Querida Vera, adorei seu texto! Muito bem escrito,bastante claro e chamando a atenção para questões fundamentais na atualidade”fast food”. Dentre elas destacaria o uso da tecnologia com bom senso, à serviço da dignidade e qualidade de vida do paciente, principalmente nos grandes centros, a fundamental importância da relação médico-paciente, ou melhor, equipe cuidadora e paciente, num momento tão delicado, em que o outro torna-se vulnerável. Além disso, os demais princípios da Slow Medicine como integrantes da boa prática da psicooncologia. Parabéns! Já compartilhado! bj gde
Obrigada Ana, sua opinião é muito cara para mim, sou sua admiradora como profissional e ser humano da mais alta qualidade. Na minha prática clínica vejo o quanto poderíamos conciliar mais os princípios da Slow Medicine, que sintetizo como a pratica da medicina em sua essência. Pacientes, cuidadores e equipe de saúde se beneficiariam sobremaneira com sua aplicabilidade. Vejo a Slow Medicine como uma filosofia norteadora de nossas vidas, seja pessoal como profissional, não dá para desvincular. Lembro saudosamente de uma frase de Rubem Alves que escreveu: quando se confia o medo desaparece, é dessa confiança que estamos ávidos, em todos os segmentos da vida.
Beijo grande!
Belo e sensível artigo sobre o câncer. Chamou minha atenção a sintonia da escolha da pintura para ilustrar o texto! Ambos, pintura e artigo falam de imagens mentais, e de ver pelo olhar do outro, assim como vemos o olhar do homem melancólico em um entorno sombrio.
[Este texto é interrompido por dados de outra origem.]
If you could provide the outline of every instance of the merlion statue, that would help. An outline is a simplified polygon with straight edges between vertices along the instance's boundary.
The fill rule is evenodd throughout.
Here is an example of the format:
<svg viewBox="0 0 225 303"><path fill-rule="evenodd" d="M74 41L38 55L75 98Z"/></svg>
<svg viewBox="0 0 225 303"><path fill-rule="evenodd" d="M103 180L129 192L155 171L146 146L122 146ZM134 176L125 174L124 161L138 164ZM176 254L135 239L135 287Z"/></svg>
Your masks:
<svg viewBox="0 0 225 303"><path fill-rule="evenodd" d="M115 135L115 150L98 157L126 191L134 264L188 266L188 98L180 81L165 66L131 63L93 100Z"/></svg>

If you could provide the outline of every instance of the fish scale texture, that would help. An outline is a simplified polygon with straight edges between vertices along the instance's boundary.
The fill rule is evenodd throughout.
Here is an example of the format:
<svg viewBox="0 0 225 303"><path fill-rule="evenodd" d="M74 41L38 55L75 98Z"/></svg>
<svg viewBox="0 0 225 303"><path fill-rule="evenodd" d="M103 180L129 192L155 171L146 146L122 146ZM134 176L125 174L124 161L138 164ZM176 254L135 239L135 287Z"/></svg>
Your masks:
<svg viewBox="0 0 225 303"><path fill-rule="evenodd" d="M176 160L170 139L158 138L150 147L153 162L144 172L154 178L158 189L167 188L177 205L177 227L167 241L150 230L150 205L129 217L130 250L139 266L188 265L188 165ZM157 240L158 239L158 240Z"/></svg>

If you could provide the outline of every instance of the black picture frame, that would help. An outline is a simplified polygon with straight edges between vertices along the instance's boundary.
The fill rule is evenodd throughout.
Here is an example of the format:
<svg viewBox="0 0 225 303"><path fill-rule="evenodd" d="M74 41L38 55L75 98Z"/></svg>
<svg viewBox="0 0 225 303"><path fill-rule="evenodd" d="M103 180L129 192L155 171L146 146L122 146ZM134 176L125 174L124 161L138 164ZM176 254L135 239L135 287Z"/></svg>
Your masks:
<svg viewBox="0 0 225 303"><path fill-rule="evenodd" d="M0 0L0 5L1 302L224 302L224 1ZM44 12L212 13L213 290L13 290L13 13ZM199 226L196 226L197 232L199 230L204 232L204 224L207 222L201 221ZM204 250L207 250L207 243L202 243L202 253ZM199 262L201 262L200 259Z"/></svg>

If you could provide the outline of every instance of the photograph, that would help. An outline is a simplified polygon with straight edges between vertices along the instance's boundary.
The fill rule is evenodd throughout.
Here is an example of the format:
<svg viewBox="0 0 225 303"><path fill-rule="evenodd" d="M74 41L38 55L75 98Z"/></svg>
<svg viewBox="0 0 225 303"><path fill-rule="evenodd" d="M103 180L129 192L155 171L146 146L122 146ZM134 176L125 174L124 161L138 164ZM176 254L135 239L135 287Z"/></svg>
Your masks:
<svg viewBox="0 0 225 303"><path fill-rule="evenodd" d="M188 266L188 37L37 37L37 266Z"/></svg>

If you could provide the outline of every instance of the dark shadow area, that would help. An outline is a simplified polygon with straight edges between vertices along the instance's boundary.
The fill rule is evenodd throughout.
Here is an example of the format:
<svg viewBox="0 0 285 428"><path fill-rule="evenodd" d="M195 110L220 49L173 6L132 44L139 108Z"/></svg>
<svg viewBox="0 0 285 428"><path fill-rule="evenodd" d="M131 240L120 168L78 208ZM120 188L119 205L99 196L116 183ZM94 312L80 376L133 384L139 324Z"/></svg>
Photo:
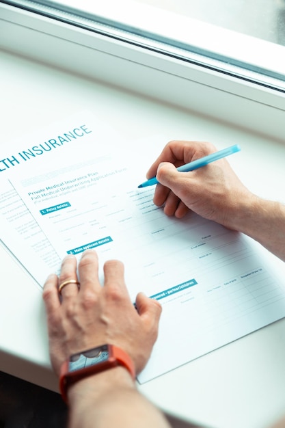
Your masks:
<svg viewBox="0 0 285 428"><path fill-rule="evenodd" d="M67 407L59 394L0 372L0 428L63 428Z"/></svg>

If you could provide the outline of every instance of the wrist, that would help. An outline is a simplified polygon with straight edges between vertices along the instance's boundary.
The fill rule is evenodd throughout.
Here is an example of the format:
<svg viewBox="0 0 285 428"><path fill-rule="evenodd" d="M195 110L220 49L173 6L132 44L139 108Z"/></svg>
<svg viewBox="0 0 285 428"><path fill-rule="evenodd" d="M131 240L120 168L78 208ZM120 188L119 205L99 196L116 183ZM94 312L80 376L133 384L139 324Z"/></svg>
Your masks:
<svg viewBox="0 0 285 428"><path fill-rule="evenodd" d="M72 408L96 405L106 394L122 389L136 389L135 381L124 367L118 366L70 385L67 391L68 402Z"/></svg>

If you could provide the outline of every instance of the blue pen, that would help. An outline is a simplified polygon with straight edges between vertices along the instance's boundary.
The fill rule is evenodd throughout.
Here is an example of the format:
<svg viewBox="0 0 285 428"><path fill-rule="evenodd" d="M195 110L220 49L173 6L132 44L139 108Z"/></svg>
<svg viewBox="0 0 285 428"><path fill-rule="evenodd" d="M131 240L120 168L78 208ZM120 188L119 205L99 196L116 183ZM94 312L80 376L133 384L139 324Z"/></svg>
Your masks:
<svg viewBox="0 0 285 428"><path fill-rule="evenodd" d="M223 148L222 150L219 150L219 152L216 152L215 153L208 155L208 156L202 157L200 159L196 159L195 161L193 161L193 162L189 162L189 163L186 163L185 165L179 166L177 168L177 171L180 171L180 172L188 172L189 171L198 170L202 166L205 166L205 165L208 165L208 163L210 163L211 162L214 162L215 161L221 159L221 158L229 156L230 155L232 155L233 153L236 153L236 152L239 152L241 148L239 144L234 144L234 146L231 146L230 147L228 147L227 148ZM154 185L157 185L158 183L159 182L157 180L157 177L152 177L152 178L150 178L144 183L142 183L141 185L139 185L139 186L138 186L138 187L147 187L148 186L153 186Z"/></svg>

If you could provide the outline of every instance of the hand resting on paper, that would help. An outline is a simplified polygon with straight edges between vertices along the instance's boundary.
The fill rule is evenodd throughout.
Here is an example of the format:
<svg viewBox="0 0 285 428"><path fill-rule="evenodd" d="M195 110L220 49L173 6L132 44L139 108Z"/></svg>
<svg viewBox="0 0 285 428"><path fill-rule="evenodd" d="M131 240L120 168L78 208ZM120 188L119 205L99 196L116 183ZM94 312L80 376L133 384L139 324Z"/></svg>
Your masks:
<svg viewBox="0 0 285 428"><path fill-rule="evenodd" d="M105 264L104 286L98 269L96 252L87 250L78 269L75 256L67 256L59 278L50 275L44 284L50 356L57 376L71 355L106 343L128 355L136 374L150 356L157 336L160 304L139 293L134 308L121 262ZM68 388L67 398L70 427L169 427L163 414L138 392L134 379L122 366L76 382Z"/></svg>
<svg viewBox="0 0 285 428"><path fill-rule="evenodd" d="M172 141L147 172L157 176L154 202L167 215L182 218L191 210L243 232L285 260L285 206L252 193L226 159L189 172L176 168L217 151L210 143Z"/></svg>

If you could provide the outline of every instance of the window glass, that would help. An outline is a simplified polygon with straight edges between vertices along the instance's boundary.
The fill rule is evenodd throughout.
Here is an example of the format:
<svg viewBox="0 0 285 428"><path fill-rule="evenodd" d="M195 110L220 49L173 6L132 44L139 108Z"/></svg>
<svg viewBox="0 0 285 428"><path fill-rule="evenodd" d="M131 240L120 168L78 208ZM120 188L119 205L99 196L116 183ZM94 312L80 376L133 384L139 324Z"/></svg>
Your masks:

E, dentre as frases do texto, a que me marcou foi….”conciliar uma medicina de evidências com uma medicina de vivências”, desafio para os médicos e cuidadores dos pacientes enfermos. Enfim uma frase que condensa a slow medicine.
Sim, Silvia, concordo com você. Houve uma belíssima sintonia na escolha da pintura que ilustrou o texto. Esta obra de Edvard Munch “Melankoli”, Melancolia datada de 1981, deu início a um ciclo de trabalho de pinturas do autor que ele chamou de “O Friso da Vida”, temas sobre o amor, a vida e a morte. Melancolia ou estado de tristeza e desencanto são sentimentos normais e esperados quando se recebe um diagnóstico de doença estigmatizante como o câncer. Acolher essa dor e possibilitar um novo significado para esta etapa da vida é tarefa desafiadora mas jamais impossível. Os princípios da Slow Medicine podem e devem ser aplicados gerando destarte uma transformação positiva em todos os envolvidos no ato de cuidar do paciente oncológico, sua família e equipe de saúde além da rede social. Obrigada pelo seu comentário. Grande abraço.
Vera, grata pelo magnífico artigo. Abrangente e sensível, deveria ser lido por todos os pacientes oncológicos e seus familiares. Sua leitura por si só já representa um grande apoio e esclarecimento.